A basis for the step towards application

“Our results showed how the particles will behave in applications and that the propulsion has the right properties for the particles to actually be used in these applications,” Johannes Voß concludes. As Raphael Wittkowski adds, “We have revealed important properties of acoustically propelled nanoparticles which had not previously been studied, but which need to be understood to enable the step to be made from basic research to the planned applications involving the particles.”
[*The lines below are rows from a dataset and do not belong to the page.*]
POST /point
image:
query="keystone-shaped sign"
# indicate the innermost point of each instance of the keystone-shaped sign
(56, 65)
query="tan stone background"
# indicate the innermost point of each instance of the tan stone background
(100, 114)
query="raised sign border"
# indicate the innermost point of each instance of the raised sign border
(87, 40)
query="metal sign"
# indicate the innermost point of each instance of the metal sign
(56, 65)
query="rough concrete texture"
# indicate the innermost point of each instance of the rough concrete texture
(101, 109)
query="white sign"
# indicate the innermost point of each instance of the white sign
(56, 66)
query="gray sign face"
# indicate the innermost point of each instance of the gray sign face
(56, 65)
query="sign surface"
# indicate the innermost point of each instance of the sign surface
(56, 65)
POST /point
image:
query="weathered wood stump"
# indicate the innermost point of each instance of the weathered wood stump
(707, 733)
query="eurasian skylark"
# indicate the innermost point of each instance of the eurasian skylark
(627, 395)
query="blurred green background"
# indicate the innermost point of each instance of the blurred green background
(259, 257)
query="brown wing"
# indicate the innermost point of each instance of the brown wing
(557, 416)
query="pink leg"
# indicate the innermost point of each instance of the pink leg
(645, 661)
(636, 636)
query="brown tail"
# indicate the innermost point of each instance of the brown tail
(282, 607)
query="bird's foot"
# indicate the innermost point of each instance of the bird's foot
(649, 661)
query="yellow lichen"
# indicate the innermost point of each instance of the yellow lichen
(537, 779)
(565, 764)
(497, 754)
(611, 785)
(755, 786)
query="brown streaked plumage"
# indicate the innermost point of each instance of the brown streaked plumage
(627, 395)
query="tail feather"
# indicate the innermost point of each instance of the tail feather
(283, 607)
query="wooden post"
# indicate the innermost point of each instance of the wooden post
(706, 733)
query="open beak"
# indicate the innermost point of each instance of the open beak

The two Münster researchers examined conical particles, as they can move fast even at a low intensity of ultrasound — i.e. they have efficient propulsion — and also they can easily be produced in large numbers. The particles are almost one micrometre in size — almost a thousand nanometres. In comparison, a red blood cell has a diameter of around 7.7 micrometres. This means that the nanoparticles could move through the bloodstream without blocking up the finest blood vessels. “The particle size can be selected in line with what is needed in the particular application intended, and the propulsion mechanism also functions in the case of smaller and larger particles,” Johannes Voß explains. “We simulated the particles in water, but the propulsion is also suitable for other fluids and for tissue.”

By means of computer simulations, the team investigated systems and their properties which could not be studied in the many preceding experiments. Looking into the future, Raphael Wittkowski says, “An important step would be for experiment-based research to move on to looking at these systems.”